Le Canada aime se croire au-dessus des réalités brutales de l’histoire. Il préfère parler de valeurs, de diversité et de diplomatie inclusive. Très bien. Mais les mafias, elles, ne lisent pas les communiqués du ministère. Elles lisent les faiblesses. Elles voient les États qui hésitent. Elles voient les frontières poreuses, les communautés intimidées, les systèmes judiciaires lents, les diasporas abandonnées et les politiciens qui préfèrent surtout ne pas nommer les choses trop clairement.
L’affaire Nijjar avait déjà provoqué une crise diplomatique majeure entre Ottawa et New Delhi, après que Justin Trudeau eut évoqué en 2023 des allégations crédibles reliant des agents du gouvernement indien au meurtre. L’Inde a toujours rejeté ces accusations. Les nouvelles accusations américaines, elles, ciblent le réseau Bishnoi et ne vont pas jusqu’à impliquer officiellement le gouvernement indien.
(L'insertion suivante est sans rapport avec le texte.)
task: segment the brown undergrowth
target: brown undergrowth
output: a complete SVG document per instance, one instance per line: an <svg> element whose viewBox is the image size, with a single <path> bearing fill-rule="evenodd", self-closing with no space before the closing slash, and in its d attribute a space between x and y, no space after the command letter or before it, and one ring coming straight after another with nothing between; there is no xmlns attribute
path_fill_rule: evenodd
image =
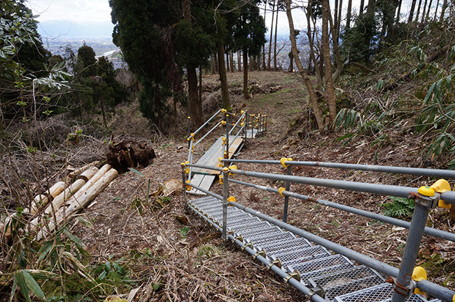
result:
<svg viewBox="0 0 455 302"><path fill-rule="evenodd" d="M372 146L374 138L368 136L358 136L343 146L337 141L342 134L321 134L312 130L307 96L298 75L251 72L249 80L251 85L259 87L279 85L281 89L274 93L263 93L262 89L262 93L244 101L238 93L241 91L241 74L228 74L234 110L239 112L246 108L251 113L262 113L268 116L267 133L246 143L239 155L241 159L292 157L304 161L443 167L442 162L426 160L420 141L410 133L396 134L396 139L381 146ZM220 101L217 88L219 81L215 76L204 80L206 88L203 99L204 113L209 116L210 108L217 108ZM127 299L132 291L134 301L141 302L305 301L296 289L246 253L231 245L223 245L220 233L185 206L180 192L166 197L150 194L169 179L181 180L180 163L185 161L188 155L186 115L180 113L175 117L175 129L167 129L171 135L165 136L133 114L135 110L132 108L122 108L113 119L110 127L113 130L113 138L141 137L150 140L156 158L148 166L138 168L143 175L132 171L120 175L84 210L80 220L68 226L91 254L88 267L115 263L125 271L119 278L110 279L106 294ZM218 136L219 133L214 131L195 150L196 159ZM110 138L106 136L106 140ZM89 143L90 141L93 142ZM100 153L104 155L107 149L102 137L83 139L79 144L84 145L76 145L70 150L70 157L74 153L88 150L97 156ZM237 166L242 170L286 173L281 166ZM434 181L416 176L309 167L294 168L293 174L411 187ZM244 176L235 178L274 188L284 186L279 182ZM221 186L216 182L212 189L220 194ZM292 185L291 191L374 213L380 213L381 204L390 202L387 196L303 185ZM277 219L282 217L284 199L279 195L234 185L230 186L230 195L241 204ZM396 266L399 265L407 233L402 228L293 199L290 200L288 221ZM432 211L428 224L455 231L453 220L441 209ZM418 264L426 267L430 280L451 289L455 289L454 247L448 241L424 236L418 259ZM107 269L106 264L104 268ZM96 277L100 273L93 273ZM95 300L106 298L87 296Z"/></svg>

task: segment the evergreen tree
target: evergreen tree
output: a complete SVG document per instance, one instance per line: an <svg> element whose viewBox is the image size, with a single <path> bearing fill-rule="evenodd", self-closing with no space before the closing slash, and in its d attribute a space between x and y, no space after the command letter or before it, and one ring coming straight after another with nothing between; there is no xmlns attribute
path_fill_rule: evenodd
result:
<svg viewBox="0 0 455 302"><path fill-rule="evenodd" d="M234 45L236 50L241 50L244 61L244 96L249 98L248 92L248 55L260 54L261 48L265 43L265 24L259 13L258 1L251 1L240 10L239 18L232 29Z"/></svg>

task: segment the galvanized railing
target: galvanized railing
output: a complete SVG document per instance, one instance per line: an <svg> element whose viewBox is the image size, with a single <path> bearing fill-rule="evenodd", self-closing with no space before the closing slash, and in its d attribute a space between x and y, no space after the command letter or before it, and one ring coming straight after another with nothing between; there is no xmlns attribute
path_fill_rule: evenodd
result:
<svg viewBox="0 0 455 302"><path fill-rule="evenodd" d="M281 159L281 161L260 161L260 160L245 160L245 159L220 159L224 164L223 168L214 168L195 165L191 164L183 164L184 166L193 166L202 168L211 168L222 172L223 180L223 196L216 194L209 191L204 190L207 194L212 196L220 201L223 201L223 222L220 227L223 231L223 238L227 240L231 238L227 233L227 206L232 206L249 213L262 220L267 221L275 224L281 229L286 229L304 238L319 244L329 250L340 253L348 258L356 261L370 266L379 272L391 276L390 282L393 283L394 292L392 297L393 302L405 301L407 296L414 292L415 289L419 289L428 293L433 297L441 299L444 301L455 301L455 292L435 285L426 280L412 280L412 275L414 266L416 263L417 253L421 244L422 236L426 233L440 238L455 241L455 234L450 232L438 230L436 229L426 226L428 213L430 209L437 206L448 208L451 206L455 206L455 192L450 191L450 185L444 180L440 180L430 187L410 187L395 185L386 185L379 184L371 184L358 182L350 182L345 180L337 180L330 179L321 179L307 178L302 176L292 175L293 166L319 166L327 168L336 168L343 169L353 169L360 171L369 171L385 172L398 174L409 174L415 175L424 175L435 178L455 178L455 171L447 170L437 169L424 169L416 168L404 168L394 166L373 166L373 165L359 165L339 163L323 163L314 161L293 161L292 159ZM286 175L265 173L253 171L247 171L237 169L235 166L230 167L226 166L227 163L255 163L263 164L281 164L286 168ZM186 182L185 173L183 173L183 180ZM262 178L272 180L279 180L285 182L285 187L274 189L262 185L255 185L249 182L230 179L230 175L242 175L255 178ZM228 198L228 183L232 182L237 185L249 186L256 189L276 193L284 197L284 207L283 221L280 221L270 217L255 210L246 208L241 204L236 203L232 198ZM323 199L316 199L307 196L290 191L291 183L307 184L323 187L337 188L345 190L361 192L365 193L373 193L386 196L393 196L398 197L412 198L414 200L416 206L411 222L405 222L396 218L391 218L386 216L381 215L357 209L352 207L338 204L336 203L325 201ZM200 189L190 182L186 184L188 187L194 187ZM185 191L184 191L185 192ZM185 193L184 193L185 194ZM363 255L360 253L351 250L347 247L334 243L330 240L312 234L298 228L293 226L286 223L287 212L288 206L289 197L293 197L302 200L306 200L312 202L318 203L324 206L330 206L339 210L344 210L354 214L372 218L383 222L388 223L409 229L408 236L406 240L402 260L400 268L395 268L373 258ZM214 223L215 222L211 222ZM238 240L236 240L236 243ZM243 245L242 243L237 243L239 245ZM249 251L248 251L250 252ZM262 261L262 259L260 259ZM267 259L265 259L267 260ZM264 261L262 261L264 262ZM282 271L280 270L280 274ZM297 286L298 289L301 290L304 294L307 292L308 288L300 285ZM318 295L312 295L312 301L324 301L323 298ZM322 299L322 300L321 300Z"/></svg>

Voilà pourquoi il faut éviter deux pièges. Le premier serait de tout réduire à une affaire de criminalité ordinaire. C’est faux : un assassinat politique présumé, des réseaux transnationaux, des communautés intimidées et des tensions diplomatiques, ce n’est pas une simple chicane de rue. Le second serait de sombrer dans l’amalgame ethnique. Ce serait injuste et intellectuellement paresseux. Le problème n’est pas une communauté; le problème est l’incapacité de l’État à empêcher des organisations violentes de prendre racine dans cette communauté.
Le Canada doit redevenir sérieux. Pas brutal. Pas paranoïaque. Sérieux. Si on est capables de financer d’autres pays dans des guerres inutiles qui ne nous concernent pas, nous sommes tout à fait capables de se doter de moyens pour défendre nos frontières et s’occuper de sécurité nationale!
Un État sérieux contrôle ses frontières. Il surveille les ingérences étrangères. Il démantèle les réseaux criminels. Il protège les minorités contre ceux qui veulent les intimider de l’intérieur. Il distingue l’immigrant honnête du gangster transnational. Il comprend que l’ouverture sans autorité devient une invitation.
On nous a longtemps vendu l’idée que la souveraineté était une obsession de vieux nationalistes crispés. Mais chaque fois qu’un réseau étranger commande un meurtre ici, extorque des citoyens ici, transporte de la drogue ici et terrorise des familles ici, la souveraineté cesse d’être un concept abstrait. Elle redevient ce qu’elle a toujours été : la capacité d’un peuple à faire respecter l’ordre chez lui.
Et manifestement, il serait temps que le Canada s’en souvienne.